A group of chemists has introduced an innovative technique to ease the process of producing piperidines, which are essential building blocks in numerous medications. Their research, published in Science, merges biocatalytic carbon-hydrogen oxidation with radical cross-coupling, presenting a more efficient and budget-friendly method to create intricate, three-dimensional compounds. This breakthrough has the potential to speed up drug discovery and improve the effectiveness of medicinal chemistry.
A group of chemists from Scripps Research and Rice University has introduced an innovative technique to ease the process of producing piperidines, which are essential building blocks in numerous medications. Their research, published in Science, merges biocatalytic carbon-hydrogen oxidation with radical cross-coupling, presenting a more efficient and budget-friendly method to create intricate, three-dimensional compounds. This breakthrough has the potential to speed up drug discovery and improve the effectiveness of medicinal chemistry.
Today’s medicinal chemists are increasingly challenged when trying to target intricate molecules for complex biological tasks. While established methods exist for making flat, two-dimensional molecules like pyridines, creating their three-dimensional equivalents, such as piperidines, has proven more difficult.
To tackle this issue, the research team devised a two-step process to modify piperidines, critical components in numerous drugs. The initial stage utilizes biocatalytic carbon-hydrogen oxidation, a technique where enzymes add a hydroxyl group to specific areas of piperidine structures. This approach is reminiscent of a popular chemical method known as electrophilic aromatic substitution, effective for flat molecules like pyridines, but adapted here for three-dimensional configurations.
In the subsequent stage, the newly modified piperidines participate in a radical cross-coupling process using nickel electrocatalysis. This methodology efficiently forms new carbon-carbon bonds by linking diverse molecular fragments without unnecessary extra steps, such as applying protective groups during the synthesis or utilizing expensive palladium catalysts. This two-step approach significantly streamlines the development of intricate piperidines.
“We’ve essentially developed a modular technique to simplify the synthesis of piperidines, similar to how palladium cross-coupling transformed pyridine chemistry years ago,” remarked Hans Renata, a co-author of the study and associate professor of chemistry at Rice. “This serves as a powerful tool to explore new molecular structures for drug discovery.”

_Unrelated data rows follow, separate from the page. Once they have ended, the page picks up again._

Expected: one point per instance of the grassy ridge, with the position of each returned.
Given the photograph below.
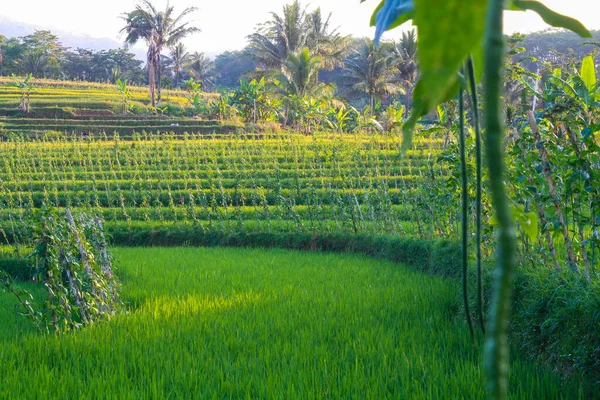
(216, 323)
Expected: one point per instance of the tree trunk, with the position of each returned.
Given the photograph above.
(151, 80)
(158, 76)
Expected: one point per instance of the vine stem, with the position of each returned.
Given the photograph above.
(496, 346)
(464, 211)
(478, 202)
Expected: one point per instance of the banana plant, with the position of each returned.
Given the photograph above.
(392, 117)
(26, 87)
(449, 32)
(582, 91)
(125, 93)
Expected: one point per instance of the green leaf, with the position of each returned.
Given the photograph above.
(553, 18)
(569, 91)
(449, 31)
(531, 88)
(392, 14)
(588, 73)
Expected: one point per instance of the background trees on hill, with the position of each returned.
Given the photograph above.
(160, 30)
(373, 71)
(295, 29)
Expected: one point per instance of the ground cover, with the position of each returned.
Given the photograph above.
(215, 323)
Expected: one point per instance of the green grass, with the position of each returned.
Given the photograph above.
(235, 323)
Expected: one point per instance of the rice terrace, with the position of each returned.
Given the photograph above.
(408, 211)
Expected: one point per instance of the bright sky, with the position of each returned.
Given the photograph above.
(226, 23)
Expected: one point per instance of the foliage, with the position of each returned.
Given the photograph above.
(25, 87)
(159, 29)
(286, 34)
(125, 93)
(373, 71)
(71, 261)
(288, 309)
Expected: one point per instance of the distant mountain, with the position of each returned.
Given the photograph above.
(11, 28)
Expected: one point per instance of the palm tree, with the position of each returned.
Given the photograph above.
(202, 69)
(159, 29)
(406, 51)
(295, 29)
(373, 71)
(300, 76)
(177, 61)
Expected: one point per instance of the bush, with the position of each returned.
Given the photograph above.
(71, 261)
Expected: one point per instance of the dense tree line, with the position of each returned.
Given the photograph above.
(298, 52)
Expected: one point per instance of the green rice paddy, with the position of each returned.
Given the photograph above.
(241, 324)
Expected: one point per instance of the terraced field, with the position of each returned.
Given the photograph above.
(279, 183)
(86, 108)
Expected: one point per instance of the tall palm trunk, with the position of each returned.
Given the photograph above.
(151, 77)
(158, 75)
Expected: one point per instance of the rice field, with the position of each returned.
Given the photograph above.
(269, 183)
(236, 323)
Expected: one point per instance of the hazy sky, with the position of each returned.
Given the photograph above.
(226, 23)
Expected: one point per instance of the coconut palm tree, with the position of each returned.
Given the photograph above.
(373, 71)
(177, 60)
(201, 68)
(159, 29)
(300, 76)
(406, 51)
(295, 29)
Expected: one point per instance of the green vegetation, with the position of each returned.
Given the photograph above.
(286, 158)
(212, 323)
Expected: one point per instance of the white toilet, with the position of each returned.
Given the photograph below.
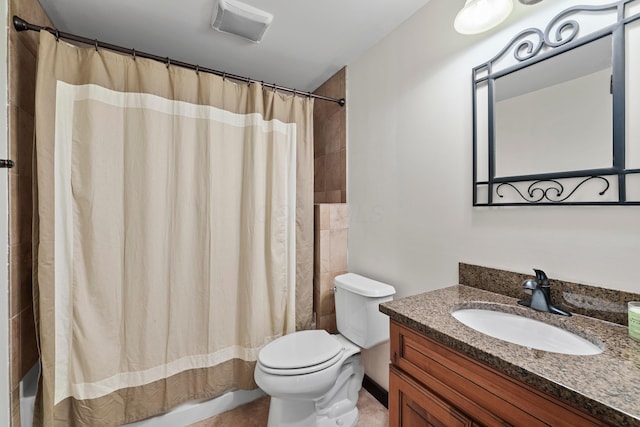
(313, 377)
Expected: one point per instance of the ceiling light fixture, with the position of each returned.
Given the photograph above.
(241, 19)
(478, 16)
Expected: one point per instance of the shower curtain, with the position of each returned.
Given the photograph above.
(173, 232)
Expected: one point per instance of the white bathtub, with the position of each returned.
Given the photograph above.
(182, 415)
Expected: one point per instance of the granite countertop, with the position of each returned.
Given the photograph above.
(606, 385)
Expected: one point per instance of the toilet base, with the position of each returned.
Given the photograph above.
(285, 413)
(349, 419)
(337, 408)
(299, 413)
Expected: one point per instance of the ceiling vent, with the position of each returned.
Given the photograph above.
(241, 19)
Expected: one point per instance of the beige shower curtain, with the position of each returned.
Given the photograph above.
(174, 221)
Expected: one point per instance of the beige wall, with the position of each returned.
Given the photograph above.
(330, 142)
(410, 173)
(22, 71)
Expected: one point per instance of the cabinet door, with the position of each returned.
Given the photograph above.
(418, 407)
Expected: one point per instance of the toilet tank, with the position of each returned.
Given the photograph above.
(357, 315)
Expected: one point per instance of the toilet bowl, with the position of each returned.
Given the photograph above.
(314, 377)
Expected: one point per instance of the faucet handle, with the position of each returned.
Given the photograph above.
(541, 278)
(530, 284)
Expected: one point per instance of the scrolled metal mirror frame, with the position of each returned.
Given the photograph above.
(548, 188)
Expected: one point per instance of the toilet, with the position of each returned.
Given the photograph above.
(314, 377)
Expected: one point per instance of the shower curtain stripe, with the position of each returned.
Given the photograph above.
(174, 230)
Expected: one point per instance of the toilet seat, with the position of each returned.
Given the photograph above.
(300, 353)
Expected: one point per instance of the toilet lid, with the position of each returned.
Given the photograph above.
(300, 350)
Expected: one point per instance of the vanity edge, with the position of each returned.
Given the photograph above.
(612, 398)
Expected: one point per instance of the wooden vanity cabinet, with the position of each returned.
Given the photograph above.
(431, 384)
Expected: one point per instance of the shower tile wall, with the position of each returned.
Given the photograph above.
(22, 54)
(330, 259)
(330, 142)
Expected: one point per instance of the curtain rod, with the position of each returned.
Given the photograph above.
(22, 25)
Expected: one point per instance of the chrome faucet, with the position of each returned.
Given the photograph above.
(540, 289)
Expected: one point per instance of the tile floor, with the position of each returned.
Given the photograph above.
(254, 414)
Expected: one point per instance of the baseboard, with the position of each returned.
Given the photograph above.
(380, 394)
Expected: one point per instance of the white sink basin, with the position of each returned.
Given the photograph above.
(526, 332)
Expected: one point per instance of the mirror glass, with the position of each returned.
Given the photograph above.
(556, 115)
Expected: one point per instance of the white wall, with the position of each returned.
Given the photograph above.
(5, 403)
(409, 175)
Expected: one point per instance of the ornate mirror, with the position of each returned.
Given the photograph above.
(557, 112)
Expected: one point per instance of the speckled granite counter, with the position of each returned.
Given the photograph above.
(606, 385)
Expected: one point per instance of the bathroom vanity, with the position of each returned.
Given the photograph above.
(444, 373)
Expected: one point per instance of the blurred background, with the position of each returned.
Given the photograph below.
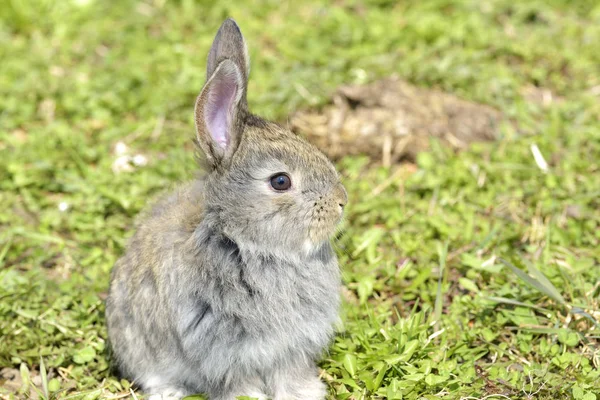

The research validated the efficient synthesis of several high-value piperidines found in natural products and pharmaceuticals, including neurokinin receptor antagonists, anticancer drugs, and antibiotics. The method cut down multistep procedures from 7-17 stages to merely 2-5, greatly boosting efficiency and reducing costs.
This progress is crucial for both medicinal and process chemists. By providing a versatile approach to rapidly obtain complex 3D molecules, the technique minimizes dependency on costly precious metals like palladium and simplifies historically challenging synthesis routes. For pharmaceutical development, this translates to quicker access to life-saving drugs, decreased production expenses, and a more sustainable method for creating drug candidates.
“This research showcases the potential of fusing enzymatic transformations for selective carbon-hydrogen oxidation with modern cross-couplings to unveil new molecular avenues for drug discovery,” stated Renata.
“By merging biocatalytic oxidation with radical cross-coupling, we are granting access to molecules that were previously seen as out of reach or too costly,” noted Yu Kawamata, a co-author and investigator in the Department of Chemistry at Scripps Research.
This new technique paves the way for innovative drug design and synthesis, particularly as the industry transitions to three-dimensional molecular structures to improve drug specificity and effectiveness. Patients and healthcare systems stand to gain from quicker, more efficient pathways to essential medications, potentially lowering costs and broadening access to new treatments.
Alongside Renata and Kawamata, Phil Baran, a professor in the Department of Chemistry at Scripps Research, also contributed as a co-corresponding author. Jiayan He, a postdoctoral associate at Scripps Research, and Kenta Yokoi, a postdoctoral researcher at Rice, were the main authors of the paper. Breanna Wixted, a student in Renata’s lab at Rice under a National Science Foundation Research Experiences for Undergraduates grant, and Benxiang Zhang, a postdoctoral researcher at Scripps Research, also made contributions.
The National Institutes of Health (GM-118176 and GM-128895), the Welch Foundation (C2159), the Naito Foundation fellowship, and the NSF REU grant 2150216 provided financial support for this research.